Hadis Pilihan

Kebolehan Syirkah

يقولُ عَزَّ وَجَل: أنا ثالِثُ الشَّرِيكَيْنِ مَا لَمْ يَخُنْ أَحَدُهُمُا صَاحِبَهُ، فَإِذَا خَانَ خَرَجْتُ مِنْ بَيْنِهِمَا

Allah ‘Azza wa Jalla berfirman, “Aku adalah Yang ketiga dari dua orang yang bersyirkah selama yang satu tidak mengkhianati yang lainnya. Jika dia berkhianat maka aku keluar dari keduanya.” (HR Abu Dawud no. 3383, ad-Daraquthni no. 2933 dan al-Hakim no. 2322).

 

Hadis ini juga diriwayatkan oleh Imam al-Baihaqi di dalam Sunan al-Kubrâ no. 11424, Sunan ash-Shughrâ no. 2104 dan Ma’rifah as-Sunan wa al-آtsâr no. 11397; oleh Muhammad Abu Thahir al-Mukhalishi (w. 393 H) di dalam Al-Mukhallishiyât no. 1566; dan oleh Muhammad Abu Bakar Qadhi al-Maristan (w. 535 H) di Ahâdîts asy-Syuyûkh ats-Tsiqât (al-Masyaykhah al-Kubrâ) no. 242.

Imam al-Hakim berkomentar, “Ini adalah hadis shahîh al-isnâd meski beliau berdua (al-Bukhari dan Muslim) tidak mengeluarkannya.”

Al-Hafizh adz-Dzahabi di dalam At-Talkhîsh berkomentar: (hadis ini) shahih. Imam Abu Dawud di dalam Sunan Abû Dâwud tidak berkomentar: Hal itu mengindikasikan hadis itu hasan menurut beliau.

Ibnu al-Qathan menilai hadis ini memiliki penyakit (‘illat) dengan ketidakjelasan (al-jahlu) keadaan Said bin Hayyan, bapaknya Abu Hayan. Ini karena dia tidak diketahui keadaannya dan tidak diketahui yang meriwayatkan dari dia selain anaknya, yakni Yahya bin Said bin Hayyan (Abu Hayyan).
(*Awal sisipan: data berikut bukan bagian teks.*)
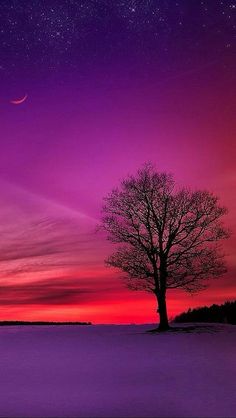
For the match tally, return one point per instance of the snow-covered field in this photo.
(116, 371)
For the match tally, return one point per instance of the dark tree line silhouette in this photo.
(225, 313)
(166, 237)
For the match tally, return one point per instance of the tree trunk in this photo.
(162, 310)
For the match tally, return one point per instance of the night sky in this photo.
(109, 85)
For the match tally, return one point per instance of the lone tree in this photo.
(169, 237)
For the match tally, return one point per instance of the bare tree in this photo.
(170, 237)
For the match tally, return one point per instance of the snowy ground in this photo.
(116, 371)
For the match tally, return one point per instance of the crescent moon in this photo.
(19, 101)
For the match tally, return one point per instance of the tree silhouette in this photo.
(170, 237)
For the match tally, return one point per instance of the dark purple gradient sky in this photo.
(110, 84)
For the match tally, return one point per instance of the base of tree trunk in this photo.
(160, 329)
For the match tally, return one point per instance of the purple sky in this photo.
(110, 84)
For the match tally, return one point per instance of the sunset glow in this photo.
(99, 104)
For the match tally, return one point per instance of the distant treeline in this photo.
(225, 313)
(2, 323)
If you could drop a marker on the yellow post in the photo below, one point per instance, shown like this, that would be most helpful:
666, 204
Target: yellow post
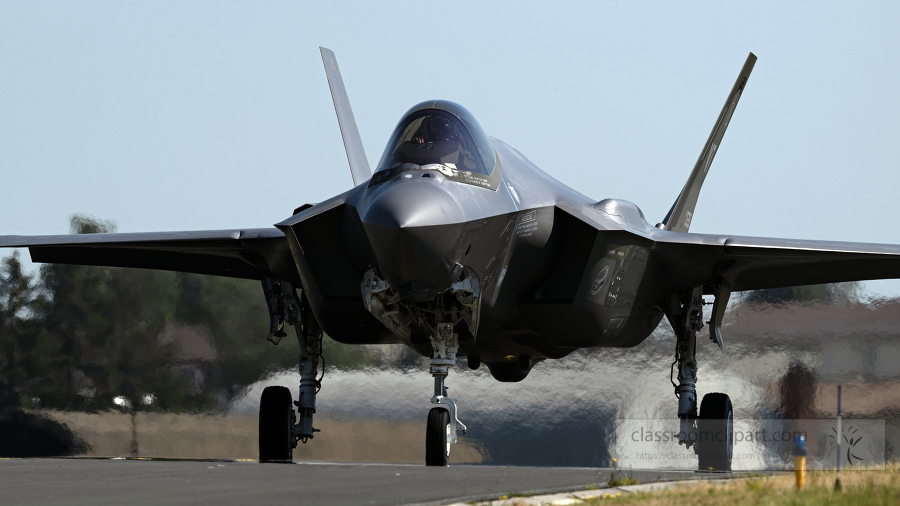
800, 461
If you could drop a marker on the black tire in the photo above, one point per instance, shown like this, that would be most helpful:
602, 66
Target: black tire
437, 445
715, 443
276, 414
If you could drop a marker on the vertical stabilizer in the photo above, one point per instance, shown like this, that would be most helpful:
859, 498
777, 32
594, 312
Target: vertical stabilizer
679, 217
356, 155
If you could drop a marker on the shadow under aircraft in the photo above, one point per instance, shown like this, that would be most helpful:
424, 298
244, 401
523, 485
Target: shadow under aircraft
457, 245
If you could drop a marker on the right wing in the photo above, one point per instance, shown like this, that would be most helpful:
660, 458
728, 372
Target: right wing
248, 253
754, 263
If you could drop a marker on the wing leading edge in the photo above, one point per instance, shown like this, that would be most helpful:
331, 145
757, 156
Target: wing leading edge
754, 263
248, 253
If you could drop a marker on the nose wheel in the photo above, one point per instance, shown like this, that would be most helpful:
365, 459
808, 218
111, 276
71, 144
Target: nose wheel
716, 425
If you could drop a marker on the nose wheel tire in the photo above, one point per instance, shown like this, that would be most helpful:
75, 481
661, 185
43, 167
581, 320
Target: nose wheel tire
716, 438
437, 438
276, 417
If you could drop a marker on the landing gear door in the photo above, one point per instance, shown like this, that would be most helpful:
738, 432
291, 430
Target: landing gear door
722, 293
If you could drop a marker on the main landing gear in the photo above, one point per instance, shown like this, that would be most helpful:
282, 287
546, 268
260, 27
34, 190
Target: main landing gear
711, 431
279, 428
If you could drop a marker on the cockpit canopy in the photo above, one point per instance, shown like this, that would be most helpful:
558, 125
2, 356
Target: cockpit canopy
439, 132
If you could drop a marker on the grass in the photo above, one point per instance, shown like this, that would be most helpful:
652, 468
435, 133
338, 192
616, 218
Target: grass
874, 487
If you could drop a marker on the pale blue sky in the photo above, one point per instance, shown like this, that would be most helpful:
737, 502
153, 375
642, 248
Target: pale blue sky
208, 115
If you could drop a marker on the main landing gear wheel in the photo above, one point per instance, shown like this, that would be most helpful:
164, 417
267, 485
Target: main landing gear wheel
437, 438
716, 427
276, 419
Namun, Imam Ibnu Hibban menyebutkan hadis ini di dalam Ats-Tsiqât pada no. 2901, bahwa selain anaknya, yang meriwayatkan dari dia adalah al-Harits bin Suwaid. Al-‘Ijliy (w. 261 H) di dalam Târîkh ats-Tsiqât pada no. 538 menilai Said bin Hayyan at-Taymi tsiqah. Syamsuddin adz-Dzahabi (w. 748 H) di dalam Al-Kâsyif fî Ma’rifah man lahu Riwâyah fî al-Kutub as-Sittah pada nomor 1871 menilai Sa’id bin Hayyan tsiqah.

Dengan demikian, ‘illat yang dinyatakan oleh Ibnu al-Qathan hilang dengan kejelasan keadaan Abu Hayyan Yahya bin Said bin Hayyan dan keadaan bapaknya, Said bin Hayyan. Keduanya dinilai tsiqah. Dengan demikian hadis ini sah untuk dijadikan hujjah.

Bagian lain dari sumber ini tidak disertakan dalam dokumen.